The Best Pumpkin Bread

I saw this recipe on Pinterest and knew I just had to give it a go - does it live up to it's name as the Best Pumpkin Bread Recipe Ever - it sure does, it is deliciously good, almost like a gingerbread but not quite.

The recipe is from Recipe Girl a favorite of mine as she does have some wonderful baking recipes, I'm always pinning.

The Best Ever Pumpkin Bread

4 large eggs
*1 & 1/2 - 2 cups granulated white sugar (the recipe calls for 3 cups of sugar arghhh see note below)
1 cup canola or vegetable oil (or 1/2 cup oil & 1/2 cup unsweetened applesauce)
3 cups all-purpose flour
2 teaspoons baking soda
1/2 teaspoon baking powder
2 teaspoons ground cinnamon
1 teaspoon nutmeg
1 teaspoon ground cloves
1 teaspoon allspice
1 teaspoon salt
2 cups pure (unsweetened) pumpkin puree
2/3 cup water

*The recipe calls for 3 cups of sugar which I find to be an incredible amount of sugar, the first time I made this, I only used 2 cups and the last time I made it, I only used 1&1/2 cups of sugar and I find that is more than enough for this recipe without losing any taste or sweetness.

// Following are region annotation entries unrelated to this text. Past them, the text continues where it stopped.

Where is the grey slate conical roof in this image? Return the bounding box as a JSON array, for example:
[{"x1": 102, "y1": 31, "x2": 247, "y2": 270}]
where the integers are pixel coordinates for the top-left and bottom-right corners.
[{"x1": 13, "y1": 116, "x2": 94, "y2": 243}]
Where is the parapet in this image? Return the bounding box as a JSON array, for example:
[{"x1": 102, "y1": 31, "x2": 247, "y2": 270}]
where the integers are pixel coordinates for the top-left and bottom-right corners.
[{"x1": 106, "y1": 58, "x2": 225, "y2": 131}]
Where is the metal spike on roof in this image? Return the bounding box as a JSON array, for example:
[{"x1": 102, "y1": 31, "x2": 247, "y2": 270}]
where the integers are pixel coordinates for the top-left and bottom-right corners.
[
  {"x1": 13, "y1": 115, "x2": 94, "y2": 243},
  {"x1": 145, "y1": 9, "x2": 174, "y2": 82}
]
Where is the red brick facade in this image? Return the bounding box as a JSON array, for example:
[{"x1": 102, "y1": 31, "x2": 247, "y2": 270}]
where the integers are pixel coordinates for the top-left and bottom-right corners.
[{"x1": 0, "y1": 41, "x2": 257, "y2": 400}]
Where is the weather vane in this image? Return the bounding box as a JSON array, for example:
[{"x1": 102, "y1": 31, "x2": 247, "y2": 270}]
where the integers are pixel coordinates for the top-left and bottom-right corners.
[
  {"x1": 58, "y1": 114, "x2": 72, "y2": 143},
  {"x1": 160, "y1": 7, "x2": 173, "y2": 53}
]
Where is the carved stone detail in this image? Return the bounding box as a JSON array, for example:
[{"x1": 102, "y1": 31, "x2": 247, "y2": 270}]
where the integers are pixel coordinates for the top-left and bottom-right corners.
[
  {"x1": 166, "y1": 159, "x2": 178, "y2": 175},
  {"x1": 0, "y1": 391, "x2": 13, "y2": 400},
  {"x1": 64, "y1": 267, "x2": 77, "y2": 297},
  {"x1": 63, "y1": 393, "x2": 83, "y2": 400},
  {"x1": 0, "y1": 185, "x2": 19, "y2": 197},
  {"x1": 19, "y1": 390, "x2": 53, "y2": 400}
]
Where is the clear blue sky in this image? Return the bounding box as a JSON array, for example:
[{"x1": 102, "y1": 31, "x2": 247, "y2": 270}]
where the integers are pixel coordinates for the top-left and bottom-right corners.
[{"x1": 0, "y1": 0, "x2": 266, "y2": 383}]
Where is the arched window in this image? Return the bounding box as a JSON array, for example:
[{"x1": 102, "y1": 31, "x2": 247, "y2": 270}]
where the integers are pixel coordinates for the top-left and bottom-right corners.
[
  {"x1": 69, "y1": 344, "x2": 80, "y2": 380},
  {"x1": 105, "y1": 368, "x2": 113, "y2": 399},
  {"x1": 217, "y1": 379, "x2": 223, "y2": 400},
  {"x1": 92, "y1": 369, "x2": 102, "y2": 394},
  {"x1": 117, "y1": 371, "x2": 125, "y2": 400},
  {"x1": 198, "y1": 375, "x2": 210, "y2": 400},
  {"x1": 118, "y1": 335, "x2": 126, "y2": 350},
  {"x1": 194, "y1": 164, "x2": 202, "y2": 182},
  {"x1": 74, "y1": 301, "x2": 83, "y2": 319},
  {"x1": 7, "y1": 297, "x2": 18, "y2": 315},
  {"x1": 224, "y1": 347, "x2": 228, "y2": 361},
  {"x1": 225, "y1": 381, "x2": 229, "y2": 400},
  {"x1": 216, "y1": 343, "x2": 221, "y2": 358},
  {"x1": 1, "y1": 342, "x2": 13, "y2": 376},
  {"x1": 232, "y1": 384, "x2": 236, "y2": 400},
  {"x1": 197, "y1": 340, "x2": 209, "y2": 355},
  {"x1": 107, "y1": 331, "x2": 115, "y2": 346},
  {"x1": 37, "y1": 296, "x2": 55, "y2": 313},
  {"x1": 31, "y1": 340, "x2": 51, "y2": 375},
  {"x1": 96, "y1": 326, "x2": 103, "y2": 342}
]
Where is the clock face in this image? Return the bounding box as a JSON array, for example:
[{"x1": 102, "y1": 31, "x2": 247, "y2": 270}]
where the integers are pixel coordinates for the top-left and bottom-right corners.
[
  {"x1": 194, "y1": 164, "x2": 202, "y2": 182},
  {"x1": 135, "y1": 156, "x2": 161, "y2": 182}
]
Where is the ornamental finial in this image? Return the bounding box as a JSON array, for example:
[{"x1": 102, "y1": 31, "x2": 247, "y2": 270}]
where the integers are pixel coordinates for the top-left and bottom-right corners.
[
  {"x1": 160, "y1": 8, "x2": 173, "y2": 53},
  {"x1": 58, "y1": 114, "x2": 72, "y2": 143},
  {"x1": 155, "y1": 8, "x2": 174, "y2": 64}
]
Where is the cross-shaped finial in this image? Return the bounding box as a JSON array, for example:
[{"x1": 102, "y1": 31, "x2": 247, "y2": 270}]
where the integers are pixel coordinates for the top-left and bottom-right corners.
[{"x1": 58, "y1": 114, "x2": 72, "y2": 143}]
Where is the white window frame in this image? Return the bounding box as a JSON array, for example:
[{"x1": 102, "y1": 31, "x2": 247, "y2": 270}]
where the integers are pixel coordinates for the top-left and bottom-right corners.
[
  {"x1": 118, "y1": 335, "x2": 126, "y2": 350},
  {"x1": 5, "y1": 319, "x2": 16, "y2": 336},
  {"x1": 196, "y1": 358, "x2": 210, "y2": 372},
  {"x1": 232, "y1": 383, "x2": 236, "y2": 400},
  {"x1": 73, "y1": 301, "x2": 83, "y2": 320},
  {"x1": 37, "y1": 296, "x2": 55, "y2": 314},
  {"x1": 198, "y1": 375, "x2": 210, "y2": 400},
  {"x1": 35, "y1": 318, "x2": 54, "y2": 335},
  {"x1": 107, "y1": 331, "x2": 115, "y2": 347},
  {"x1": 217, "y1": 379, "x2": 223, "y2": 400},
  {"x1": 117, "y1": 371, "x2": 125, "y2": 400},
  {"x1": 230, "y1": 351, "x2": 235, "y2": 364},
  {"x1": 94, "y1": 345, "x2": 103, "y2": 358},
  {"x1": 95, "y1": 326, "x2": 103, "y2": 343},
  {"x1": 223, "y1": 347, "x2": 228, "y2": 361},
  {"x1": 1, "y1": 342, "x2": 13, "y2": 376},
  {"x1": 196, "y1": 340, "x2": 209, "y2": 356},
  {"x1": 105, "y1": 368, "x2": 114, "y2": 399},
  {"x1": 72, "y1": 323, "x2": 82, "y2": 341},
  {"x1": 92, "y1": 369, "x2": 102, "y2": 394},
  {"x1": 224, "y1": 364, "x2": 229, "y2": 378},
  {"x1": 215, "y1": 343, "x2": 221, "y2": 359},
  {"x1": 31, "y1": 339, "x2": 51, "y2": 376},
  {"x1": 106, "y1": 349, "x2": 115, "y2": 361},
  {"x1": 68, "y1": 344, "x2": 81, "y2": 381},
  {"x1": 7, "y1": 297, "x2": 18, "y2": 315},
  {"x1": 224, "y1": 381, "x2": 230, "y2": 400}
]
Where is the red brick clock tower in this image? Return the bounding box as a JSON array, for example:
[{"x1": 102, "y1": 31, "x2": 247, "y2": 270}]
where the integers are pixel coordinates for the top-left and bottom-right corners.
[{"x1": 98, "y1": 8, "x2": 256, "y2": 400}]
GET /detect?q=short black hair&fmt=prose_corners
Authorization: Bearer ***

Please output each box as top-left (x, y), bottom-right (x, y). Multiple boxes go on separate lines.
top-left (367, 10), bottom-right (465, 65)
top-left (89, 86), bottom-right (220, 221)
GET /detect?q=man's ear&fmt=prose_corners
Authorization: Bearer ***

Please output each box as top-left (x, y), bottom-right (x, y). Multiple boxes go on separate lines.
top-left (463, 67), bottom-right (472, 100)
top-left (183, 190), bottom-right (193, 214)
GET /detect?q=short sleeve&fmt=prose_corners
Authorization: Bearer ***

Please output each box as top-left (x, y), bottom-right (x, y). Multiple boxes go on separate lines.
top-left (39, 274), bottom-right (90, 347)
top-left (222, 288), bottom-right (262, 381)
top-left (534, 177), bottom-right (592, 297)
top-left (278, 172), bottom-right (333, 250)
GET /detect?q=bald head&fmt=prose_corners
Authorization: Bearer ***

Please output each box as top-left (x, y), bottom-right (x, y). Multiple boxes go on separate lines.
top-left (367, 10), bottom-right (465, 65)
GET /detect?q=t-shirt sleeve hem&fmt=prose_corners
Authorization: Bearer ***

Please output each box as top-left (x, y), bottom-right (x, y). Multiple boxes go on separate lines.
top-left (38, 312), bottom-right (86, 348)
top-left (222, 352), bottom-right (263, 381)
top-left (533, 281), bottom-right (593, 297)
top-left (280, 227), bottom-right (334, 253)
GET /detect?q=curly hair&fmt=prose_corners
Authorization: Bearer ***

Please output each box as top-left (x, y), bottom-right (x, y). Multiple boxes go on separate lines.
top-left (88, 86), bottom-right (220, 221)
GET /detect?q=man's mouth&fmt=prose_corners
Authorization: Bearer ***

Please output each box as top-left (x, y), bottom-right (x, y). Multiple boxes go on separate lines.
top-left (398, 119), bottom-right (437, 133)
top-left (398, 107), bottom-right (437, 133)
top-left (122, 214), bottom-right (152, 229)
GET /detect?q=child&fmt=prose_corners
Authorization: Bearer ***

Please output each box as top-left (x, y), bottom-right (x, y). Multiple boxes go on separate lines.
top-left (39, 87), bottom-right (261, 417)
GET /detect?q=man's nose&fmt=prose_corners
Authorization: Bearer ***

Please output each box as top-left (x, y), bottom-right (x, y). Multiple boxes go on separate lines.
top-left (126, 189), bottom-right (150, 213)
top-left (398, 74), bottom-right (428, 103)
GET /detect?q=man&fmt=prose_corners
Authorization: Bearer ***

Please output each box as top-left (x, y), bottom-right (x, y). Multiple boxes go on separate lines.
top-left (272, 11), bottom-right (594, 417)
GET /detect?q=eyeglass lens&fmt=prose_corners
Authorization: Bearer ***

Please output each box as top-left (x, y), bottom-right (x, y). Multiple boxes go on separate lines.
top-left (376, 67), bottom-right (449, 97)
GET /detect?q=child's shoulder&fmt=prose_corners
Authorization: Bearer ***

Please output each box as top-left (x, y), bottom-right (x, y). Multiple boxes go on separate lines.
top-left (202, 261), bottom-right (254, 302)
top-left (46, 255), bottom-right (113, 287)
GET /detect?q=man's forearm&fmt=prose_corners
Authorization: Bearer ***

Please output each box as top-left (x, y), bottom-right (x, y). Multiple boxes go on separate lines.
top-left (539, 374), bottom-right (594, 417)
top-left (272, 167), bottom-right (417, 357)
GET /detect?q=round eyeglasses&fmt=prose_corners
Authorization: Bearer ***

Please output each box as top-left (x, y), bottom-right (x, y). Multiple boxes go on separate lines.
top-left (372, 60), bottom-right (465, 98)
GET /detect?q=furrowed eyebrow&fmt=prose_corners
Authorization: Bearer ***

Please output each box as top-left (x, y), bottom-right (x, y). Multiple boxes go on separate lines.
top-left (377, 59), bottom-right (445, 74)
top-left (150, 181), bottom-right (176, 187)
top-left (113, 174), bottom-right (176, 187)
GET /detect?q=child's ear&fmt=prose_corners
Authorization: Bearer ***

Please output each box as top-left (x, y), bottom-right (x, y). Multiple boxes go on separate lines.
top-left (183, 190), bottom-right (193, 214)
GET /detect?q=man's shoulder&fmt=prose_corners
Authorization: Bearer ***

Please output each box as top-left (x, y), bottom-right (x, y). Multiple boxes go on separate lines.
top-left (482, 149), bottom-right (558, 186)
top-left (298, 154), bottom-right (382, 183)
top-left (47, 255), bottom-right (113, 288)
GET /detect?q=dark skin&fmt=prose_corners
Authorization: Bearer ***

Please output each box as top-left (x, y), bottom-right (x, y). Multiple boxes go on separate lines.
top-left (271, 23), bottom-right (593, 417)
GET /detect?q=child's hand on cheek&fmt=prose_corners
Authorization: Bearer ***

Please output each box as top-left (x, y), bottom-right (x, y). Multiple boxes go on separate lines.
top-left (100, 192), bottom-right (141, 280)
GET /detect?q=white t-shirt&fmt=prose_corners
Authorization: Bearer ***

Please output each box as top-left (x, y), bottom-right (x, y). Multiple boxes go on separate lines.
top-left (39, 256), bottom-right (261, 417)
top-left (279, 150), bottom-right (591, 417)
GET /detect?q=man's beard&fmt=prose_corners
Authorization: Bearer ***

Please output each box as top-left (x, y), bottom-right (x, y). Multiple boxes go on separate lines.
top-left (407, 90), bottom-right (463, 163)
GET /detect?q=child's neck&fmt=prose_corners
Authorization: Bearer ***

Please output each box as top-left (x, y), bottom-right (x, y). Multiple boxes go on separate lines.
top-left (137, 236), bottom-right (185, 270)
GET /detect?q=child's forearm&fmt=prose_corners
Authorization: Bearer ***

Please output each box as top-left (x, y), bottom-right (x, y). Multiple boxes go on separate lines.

1. Preheat oven to 350 degrees F. Grease and flour two 9x5-inch loaf pans. You can use 8x5 pans too, but they'll rise quite high while baking.
2. In large bowl, or your stand mixer whisk together eggs, sugar and oil.
3. In a separate bowl, combine the dry ingredients together (flour through salt)
4. Add dry ingredient mixture into the wet mixture to combine.
5. Add pumpkin and water and stir until combined.
4. Divide the batter between the prepared pans. Bake for 1 hour and 15 minutes, or until toothpick inserted in the center comes out clean.

Recipe yields two loaves, and doesn't take long to devour. I put one of ours in the freezer and ended up taking it the next day as the first loaf was devoured in days.

You may also use 8 mini loaf pans- bake 45 minutes to an hour.
This bread freezes well. When cooled, cover with plastic wrap, then foil & freeze until ready to eat. It should keep well in the freezer for several weeks.

Source: Slightly adapted from

Eggs, oil and sugar beaten together.

All the dry ingredients ready to be combined - all the spices together, smell truly wonderful.

My helper Ruby after combining all the dry ingredients together for me she careful added the dry mixture to the wet mixture.

Mixture after the pumpkin and water has been added. All ready to divided between the loaf tins

Ready to cook, mixture smells and tasted delicious - as tasted by Ruby, when I caught her sneaking off to lick the bowl clean.

Serve with a nice cup of tea and enjoy.

I have to say this bread is scrumptious, it is lovely and moist and the flavours so nice, you wouldn't even know it was pumpkin, as it is so close to tasting almost like a gingerbread bread.